One thing Colleen told me was that we'd all sinned and fallen short of the glory of God. We needed to repent.

In my naive mind, I examined my conscience and struggled to discover my sins. Somewhere, back a week or two prior, I may have cursed. Once, perhaps, I gossiped. After a quick prayer, I resumed my normal life.

One day I realized God is real. Christianity is true. I needed to be saved.

Suddenly the truth of my life opened up to me, and I saw my true spiritual state. When the Bible said to pray continually, I knew why--we had to cover the chronic sin in our lives.

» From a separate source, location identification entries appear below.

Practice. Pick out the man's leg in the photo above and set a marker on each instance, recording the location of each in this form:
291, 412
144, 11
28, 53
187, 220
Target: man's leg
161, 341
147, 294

Matt Chandler in Recovering Redemption says, "The proof of Christianity isn't perfection. In fact, one of the key ways you can tell you're saved--as backward as this logic may feel or sound--is when your faith continually leads you toward repentance, and Jesus continually brings about change."

Proof of Christianity

  1. We understand God is gracious--not cruel. He doesn't call us sinners to degrade us. It's the truth in love. As a mother, I'd correct my daughter, not to be mean--although I'd never convince her that kindness led me to correct her. My correction occured to improve her life.
  2. God doesn't give us more than we can bear--even though it doesn't always appear that way. Many people face horrible circumstances--death of loved ones, disease, loss. However, God's grace always gets us through. He always provides a way to carry our burdens.
  3. We don't see our sin until our character is capable of dealing with it. In my life, I'll grow like a toddler. Parents see a child putting on a belly and know their baby is about to grow.  My "belly" is contentment in my character. I look at my life and know I've got it all together. At that point, I know growth is coming, and when it does, I don't believe I'll ever be good.
  4. Every day, we improve. Growth is never observable in the day to day. We don't see a tomato plant grow its blossom. One morning, through, a yellow flower appears on it. That's us. Slowly, our sins fade. We mature and produce the fruit of the spirit. As we look back over our lives, the changes for the good amaze us.